DB We’ve got a few minutes left and I just want to sort of add in about we used to have Carry High staff meetings in the library at the house. Those are the wonderful heydays of Anne Haig Brown and John Young and it was so stimulating and it formed my philosophy of education so much. So it’s not about me it’s about you and so I want to end with a quote here that you’ve talked about. It says, look deep into nature and you will understand …..understand everything better. Can you finish up with that?

CB Okay well you know the Catholic Church and other Christian groups have what they call preferential option for the poor. You know that’s what Jesus was concerned with, the poor people.
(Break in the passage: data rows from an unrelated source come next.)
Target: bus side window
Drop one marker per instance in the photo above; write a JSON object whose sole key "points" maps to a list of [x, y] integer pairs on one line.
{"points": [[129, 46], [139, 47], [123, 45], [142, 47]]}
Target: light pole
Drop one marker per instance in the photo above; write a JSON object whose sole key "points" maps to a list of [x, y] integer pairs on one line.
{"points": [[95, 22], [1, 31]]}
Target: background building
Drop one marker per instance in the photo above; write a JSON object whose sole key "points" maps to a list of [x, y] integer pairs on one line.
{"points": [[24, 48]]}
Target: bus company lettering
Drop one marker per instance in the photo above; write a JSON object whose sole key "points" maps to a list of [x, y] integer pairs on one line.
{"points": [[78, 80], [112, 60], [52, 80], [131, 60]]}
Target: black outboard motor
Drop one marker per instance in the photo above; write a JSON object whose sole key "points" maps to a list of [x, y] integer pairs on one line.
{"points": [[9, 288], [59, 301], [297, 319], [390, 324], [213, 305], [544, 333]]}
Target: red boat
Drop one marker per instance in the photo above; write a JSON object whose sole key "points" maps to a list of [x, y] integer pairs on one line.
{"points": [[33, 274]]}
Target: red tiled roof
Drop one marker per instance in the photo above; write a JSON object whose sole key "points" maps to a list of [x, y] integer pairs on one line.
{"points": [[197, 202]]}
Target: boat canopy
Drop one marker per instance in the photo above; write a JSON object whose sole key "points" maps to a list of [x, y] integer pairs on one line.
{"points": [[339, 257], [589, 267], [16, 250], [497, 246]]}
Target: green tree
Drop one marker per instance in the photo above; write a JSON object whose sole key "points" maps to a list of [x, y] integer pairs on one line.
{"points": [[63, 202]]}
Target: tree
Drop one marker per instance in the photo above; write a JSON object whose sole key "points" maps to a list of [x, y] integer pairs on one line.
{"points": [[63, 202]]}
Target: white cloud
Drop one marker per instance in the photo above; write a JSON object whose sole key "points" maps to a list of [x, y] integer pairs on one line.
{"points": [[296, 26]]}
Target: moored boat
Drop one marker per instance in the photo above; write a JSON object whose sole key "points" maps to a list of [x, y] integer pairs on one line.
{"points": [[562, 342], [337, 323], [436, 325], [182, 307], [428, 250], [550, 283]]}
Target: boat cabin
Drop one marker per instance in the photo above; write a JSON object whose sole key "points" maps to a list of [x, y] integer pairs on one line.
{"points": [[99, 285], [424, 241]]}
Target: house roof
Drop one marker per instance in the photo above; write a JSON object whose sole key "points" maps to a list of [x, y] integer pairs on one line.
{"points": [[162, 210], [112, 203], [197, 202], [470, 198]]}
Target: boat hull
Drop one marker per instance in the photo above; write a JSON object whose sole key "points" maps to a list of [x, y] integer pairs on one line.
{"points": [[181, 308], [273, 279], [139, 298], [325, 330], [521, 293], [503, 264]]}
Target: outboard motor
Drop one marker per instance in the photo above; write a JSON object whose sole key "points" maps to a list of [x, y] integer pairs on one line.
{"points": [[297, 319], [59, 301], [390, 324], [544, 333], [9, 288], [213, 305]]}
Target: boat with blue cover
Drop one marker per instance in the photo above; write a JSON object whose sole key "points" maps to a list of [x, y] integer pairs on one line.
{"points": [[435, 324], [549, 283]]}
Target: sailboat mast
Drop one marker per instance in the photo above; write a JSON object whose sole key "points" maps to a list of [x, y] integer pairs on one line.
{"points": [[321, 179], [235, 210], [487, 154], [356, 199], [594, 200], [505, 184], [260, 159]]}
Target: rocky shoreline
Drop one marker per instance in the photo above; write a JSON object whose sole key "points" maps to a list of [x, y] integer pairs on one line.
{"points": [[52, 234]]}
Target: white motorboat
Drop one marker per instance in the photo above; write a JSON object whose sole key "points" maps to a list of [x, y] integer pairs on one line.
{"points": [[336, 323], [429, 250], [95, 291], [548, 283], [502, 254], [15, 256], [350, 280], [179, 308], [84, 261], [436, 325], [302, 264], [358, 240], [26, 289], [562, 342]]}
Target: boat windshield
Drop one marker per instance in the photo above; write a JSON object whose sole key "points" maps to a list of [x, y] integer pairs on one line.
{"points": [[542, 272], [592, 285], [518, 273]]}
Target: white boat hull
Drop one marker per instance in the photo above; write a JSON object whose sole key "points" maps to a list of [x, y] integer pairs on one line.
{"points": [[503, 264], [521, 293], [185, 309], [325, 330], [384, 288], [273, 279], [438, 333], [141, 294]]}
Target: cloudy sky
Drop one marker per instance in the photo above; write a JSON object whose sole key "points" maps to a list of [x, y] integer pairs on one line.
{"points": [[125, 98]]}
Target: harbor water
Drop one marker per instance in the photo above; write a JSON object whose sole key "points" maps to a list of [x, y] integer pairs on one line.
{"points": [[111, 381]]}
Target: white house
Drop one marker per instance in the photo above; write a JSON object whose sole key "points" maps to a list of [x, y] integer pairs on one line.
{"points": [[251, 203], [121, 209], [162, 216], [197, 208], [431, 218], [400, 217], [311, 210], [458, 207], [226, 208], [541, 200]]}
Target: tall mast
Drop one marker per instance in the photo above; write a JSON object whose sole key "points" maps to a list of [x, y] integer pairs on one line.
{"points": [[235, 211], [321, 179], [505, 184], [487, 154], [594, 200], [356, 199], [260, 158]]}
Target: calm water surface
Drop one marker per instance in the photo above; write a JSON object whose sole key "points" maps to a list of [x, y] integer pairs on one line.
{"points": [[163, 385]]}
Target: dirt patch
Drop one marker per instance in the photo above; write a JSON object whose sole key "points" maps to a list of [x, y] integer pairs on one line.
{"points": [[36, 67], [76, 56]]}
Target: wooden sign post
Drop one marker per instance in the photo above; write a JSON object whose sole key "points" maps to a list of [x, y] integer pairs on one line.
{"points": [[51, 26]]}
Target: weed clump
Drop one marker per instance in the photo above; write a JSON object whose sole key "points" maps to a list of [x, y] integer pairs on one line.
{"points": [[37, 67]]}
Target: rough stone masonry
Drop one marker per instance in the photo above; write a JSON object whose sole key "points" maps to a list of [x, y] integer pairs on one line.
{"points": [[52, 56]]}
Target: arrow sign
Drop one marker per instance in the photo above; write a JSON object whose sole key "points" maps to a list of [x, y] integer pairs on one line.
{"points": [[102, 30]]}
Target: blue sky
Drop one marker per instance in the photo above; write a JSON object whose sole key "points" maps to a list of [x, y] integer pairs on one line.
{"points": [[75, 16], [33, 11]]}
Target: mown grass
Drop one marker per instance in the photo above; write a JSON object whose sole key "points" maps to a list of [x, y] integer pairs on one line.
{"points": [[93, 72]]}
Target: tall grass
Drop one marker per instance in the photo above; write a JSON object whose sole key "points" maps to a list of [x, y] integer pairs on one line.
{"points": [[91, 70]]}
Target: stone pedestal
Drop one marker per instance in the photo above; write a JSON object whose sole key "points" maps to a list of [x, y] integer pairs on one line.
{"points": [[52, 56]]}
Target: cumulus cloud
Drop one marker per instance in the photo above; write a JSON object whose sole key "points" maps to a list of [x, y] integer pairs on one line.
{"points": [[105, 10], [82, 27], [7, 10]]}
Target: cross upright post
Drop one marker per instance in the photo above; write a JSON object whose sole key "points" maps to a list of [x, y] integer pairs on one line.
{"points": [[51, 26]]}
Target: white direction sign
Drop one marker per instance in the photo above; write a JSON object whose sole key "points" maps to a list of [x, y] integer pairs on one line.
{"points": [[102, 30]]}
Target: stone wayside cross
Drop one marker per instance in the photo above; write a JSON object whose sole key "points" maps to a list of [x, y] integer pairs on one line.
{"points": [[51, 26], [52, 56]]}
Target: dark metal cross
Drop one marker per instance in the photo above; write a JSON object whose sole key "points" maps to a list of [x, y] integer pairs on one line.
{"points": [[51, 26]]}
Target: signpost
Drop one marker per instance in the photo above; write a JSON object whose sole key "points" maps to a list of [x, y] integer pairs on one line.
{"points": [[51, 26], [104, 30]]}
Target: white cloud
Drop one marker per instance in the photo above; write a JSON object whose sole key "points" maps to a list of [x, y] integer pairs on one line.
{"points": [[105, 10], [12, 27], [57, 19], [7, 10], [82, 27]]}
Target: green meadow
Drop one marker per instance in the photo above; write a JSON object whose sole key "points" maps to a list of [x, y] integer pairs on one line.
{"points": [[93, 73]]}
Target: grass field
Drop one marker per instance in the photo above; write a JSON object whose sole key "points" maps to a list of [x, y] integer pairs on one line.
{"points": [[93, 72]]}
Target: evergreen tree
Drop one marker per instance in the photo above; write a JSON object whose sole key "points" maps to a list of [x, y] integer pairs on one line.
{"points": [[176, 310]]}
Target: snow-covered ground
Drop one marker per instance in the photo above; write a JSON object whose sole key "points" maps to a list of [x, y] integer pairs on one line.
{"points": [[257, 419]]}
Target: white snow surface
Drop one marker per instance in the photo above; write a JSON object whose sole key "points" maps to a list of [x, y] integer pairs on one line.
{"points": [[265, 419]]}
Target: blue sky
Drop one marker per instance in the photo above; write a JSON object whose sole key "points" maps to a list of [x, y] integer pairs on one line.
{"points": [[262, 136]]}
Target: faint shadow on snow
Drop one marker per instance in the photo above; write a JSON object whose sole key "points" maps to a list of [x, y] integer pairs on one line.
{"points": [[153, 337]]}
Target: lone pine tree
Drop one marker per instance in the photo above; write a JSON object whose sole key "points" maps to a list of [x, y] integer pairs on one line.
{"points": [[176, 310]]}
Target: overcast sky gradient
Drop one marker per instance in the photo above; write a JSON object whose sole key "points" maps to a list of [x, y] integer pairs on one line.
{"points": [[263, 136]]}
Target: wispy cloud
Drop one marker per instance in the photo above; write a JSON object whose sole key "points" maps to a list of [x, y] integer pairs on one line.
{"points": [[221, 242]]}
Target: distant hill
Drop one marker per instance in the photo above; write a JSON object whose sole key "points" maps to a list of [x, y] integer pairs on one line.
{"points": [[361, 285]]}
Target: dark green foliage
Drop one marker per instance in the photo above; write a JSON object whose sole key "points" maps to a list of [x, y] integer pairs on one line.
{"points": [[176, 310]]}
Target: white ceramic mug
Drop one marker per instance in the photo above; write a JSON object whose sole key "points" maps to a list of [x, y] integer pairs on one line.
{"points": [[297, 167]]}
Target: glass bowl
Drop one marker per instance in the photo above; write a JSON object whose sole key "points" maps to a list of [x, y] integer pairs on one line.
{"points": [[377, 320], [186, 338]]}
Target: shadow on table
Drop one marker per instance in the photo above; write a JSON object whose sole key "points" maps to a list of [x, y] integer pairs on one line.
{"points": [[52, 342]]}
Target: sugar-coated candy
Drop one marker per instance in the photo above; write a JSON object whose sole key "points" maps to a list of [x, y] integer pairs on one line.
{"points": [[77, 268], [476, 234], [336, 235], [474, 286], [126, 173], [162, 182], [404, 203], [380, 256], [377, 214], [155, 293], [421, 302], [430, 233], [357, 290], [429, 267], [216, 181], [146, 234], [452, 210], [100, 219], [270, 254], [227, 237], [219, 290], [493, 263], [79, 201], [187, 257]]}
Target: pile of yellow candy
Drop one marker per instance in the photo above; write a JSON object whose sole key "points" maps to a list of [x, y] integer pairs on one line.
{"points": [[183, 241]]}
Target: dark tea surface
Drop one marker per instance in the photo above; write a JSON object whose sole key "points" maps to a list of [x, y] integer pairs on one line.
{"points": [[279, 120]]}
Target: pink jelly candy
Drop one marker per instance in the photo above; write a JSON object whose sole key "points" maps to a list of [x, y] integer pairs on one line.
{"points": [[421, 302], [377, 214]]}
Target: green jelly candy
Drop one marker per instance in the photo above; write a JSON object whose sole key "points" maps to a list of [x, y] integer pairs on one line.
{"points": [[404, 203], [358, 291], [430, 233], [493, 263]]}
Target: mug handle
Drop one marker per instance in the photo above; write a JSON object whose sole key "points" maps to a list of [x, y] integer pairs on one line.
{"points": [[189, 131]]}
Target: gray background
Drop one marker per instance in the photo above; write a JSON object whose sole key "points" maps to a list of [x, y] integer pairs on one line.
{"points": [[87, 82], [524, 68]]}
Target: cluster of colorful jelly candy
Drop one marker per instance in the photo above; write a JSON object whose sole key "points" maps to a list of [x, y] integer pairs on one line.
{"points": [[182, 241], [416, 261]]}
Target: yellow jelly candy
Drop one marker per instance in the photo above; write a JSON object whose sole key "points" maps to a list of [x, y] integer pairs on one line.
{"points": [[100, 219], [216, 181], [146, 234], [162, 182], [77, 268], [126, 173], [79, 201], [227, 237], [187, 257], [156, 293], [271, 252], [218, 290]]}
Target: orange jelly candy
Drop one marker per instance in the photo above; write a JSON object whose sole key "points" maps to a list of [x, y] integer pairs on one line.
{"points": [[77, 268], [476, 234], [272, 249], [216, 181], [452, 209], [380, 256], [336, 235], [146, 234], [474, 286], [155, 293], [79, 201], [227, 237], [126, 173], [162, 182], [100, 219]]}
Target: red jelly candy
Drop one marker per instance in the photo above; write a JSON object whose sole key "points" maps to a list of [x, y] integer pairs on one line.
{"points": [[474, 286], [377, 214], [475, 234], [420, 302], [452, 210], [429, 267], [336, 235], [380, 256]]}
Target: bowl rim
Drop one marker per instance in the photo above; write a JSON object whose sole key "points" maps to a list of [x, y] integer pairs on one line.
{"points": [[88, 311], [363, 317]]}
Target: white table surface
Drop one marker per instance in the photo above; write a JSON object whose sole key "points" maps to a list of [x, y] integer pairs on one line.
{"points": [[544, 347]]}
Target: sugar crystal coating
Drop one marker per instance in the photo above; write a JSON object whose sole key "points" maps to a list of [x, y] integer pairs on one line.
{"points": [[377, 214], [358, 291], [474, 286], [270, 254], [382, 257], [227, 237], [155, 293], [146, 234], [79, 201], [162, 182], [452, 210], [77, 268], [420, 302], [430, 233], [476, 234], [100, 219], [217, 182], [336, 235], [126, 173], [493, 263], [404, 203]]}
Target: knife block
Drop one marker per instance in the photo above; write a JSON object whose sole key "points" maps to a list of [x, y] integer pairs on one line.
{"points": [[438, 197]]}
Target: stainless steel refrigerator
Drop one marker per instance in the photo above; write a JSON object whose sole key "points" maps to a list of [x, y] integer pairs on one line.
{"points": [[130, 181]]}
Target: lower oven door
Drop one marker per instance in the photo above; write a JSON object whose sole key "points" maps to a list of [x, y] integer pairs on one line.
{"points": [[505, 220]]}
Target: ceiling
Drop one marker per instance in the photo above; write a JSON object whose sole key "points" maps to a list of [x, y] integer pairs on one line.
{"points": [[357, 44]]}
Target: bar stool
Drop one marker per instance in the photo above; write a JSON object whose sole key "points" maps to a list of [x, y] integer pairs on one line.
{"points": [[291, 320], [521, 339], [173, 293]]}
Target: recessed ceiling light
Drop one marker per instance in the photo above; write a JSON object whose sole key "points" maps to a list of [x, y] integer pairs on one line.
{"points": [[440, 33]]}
Primarily it was concerned with the poor people and so the church has a preferential option for the poor. So who are the poor? We think of the people are not making a very good salary, but one of the philosophers, a Thomas Berry says that the poor people are really the culturally disparaged people and what he means by that, we say to one group of people you have no value, you have no dignity. We have been saying that to women. We’ve been saying that to First Nations people. You know you have no value. You have no dignity. So if we have preferential option for the poor, then we have to restore their dignity. We have to restore dignity to women, to the First Nations people, to other people who have lost their dignity the other poor – the earth and then especially replies to the earth itself and you know. We’ve taken away the dignity of our rivers, our forests, our mountains. So we have to restore that dignity.

DB I love that dignity

CB So how do we do that? How do we restore their dignity? We do that by experiencing creation with a sense of wonder and delight rather than a commodity for our own personal benefit.

DB … and interestingly enough we have just under a minute left in this conversation. Can you sum up your 97 years in 45 seconds?

CB I can. Okay. So we have to make a transition from our society which is having a disruptive influence on the earth to a society that has a benign presence to the earth and we do that by falling in love with the natural world. How do we fall in love with the natural world? We have to experience the natural world and to go out and look at it and we only love something if we think it’s sacred. So in a sense, only the sense of the sacred will save us.

DB That’s a perfect ending. Thank you so much.